LONDON (Reuters) - McLaren have an aggressive program of development for their car and aim to close the gap with Mercedes by the first European race of the Formula One season in May, Racing Director Eric Boullier said on Wednesday.
Danish rookie Kevin Magnussen and Britain’s Jenson Button finished second and third in last Sunday’s season-opener in Melbourne that was won comfortably by Mercedes’ German Nico Rosberg.
Button said Mercedes were about a second a lap quicker than the rest but Boullier, who joined the team this year from Lotus, felt the gap was less.
“It’s true that Mercedes and Williams have some pace, maybe between half and three quarters of a second quicker than the rest of the field,” the Frenchman told reporters.
”We focused a lot of our winter on building a solid and reliable car, because we believed - and Australia confirmed our strategy - that reliability was key to taking big points at the beginning of the season.
“Now... we are pushing very aggressively on performance development - we need to clearly catch up the gap to Mercedes and also some others... our target is to catch up by Barcelona and build up over the first few races in Europe.”
The Spanish Grand Prix, fifth of 19 races this season, is on May 11.
The podium positions in Australia were McLaren’s first since 2012 with the team suffering their worst championship in decades last season.
Boullier warned that some other teams that had under-performed in Melbourne would be very fast when they resolved their problems.
Champions Red Bull had Australian Daniel Ricciardo disqualified from second place for exceeding the fuel flow rate while quadruple champion Sebastian Vettel lasted just three laps before retiring.
Red Bull’s engine provider Renault had a torrid time in pre-season testing, with Red Bull arriving in Australia without having completed a race simulation.
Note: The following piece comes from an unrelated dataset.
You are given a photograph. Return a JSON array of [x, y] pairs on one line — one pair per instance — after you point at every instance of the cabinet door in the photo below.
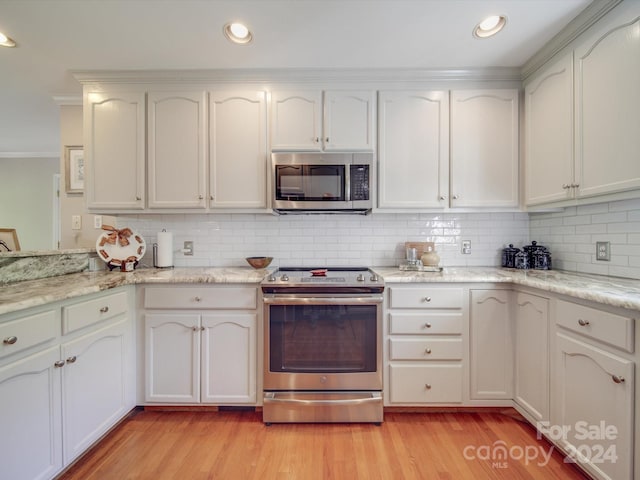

Ferrari also recognized they had work to do after Fernando Alonso and Kimi Raikkonen finished fourth and seventh respectively.
“While we can take some satisfaction from the reliability shown by the F14T, it is clear that we have our work cut out to improve our car in order to compete on equal terms with the Mercedes team,” technical director James Allison told the Ferrari website.
“We need to work further on the stability under braking and the speed on the straights... we intend to fight our way back up the grid with the improvements that we will bring to the car.”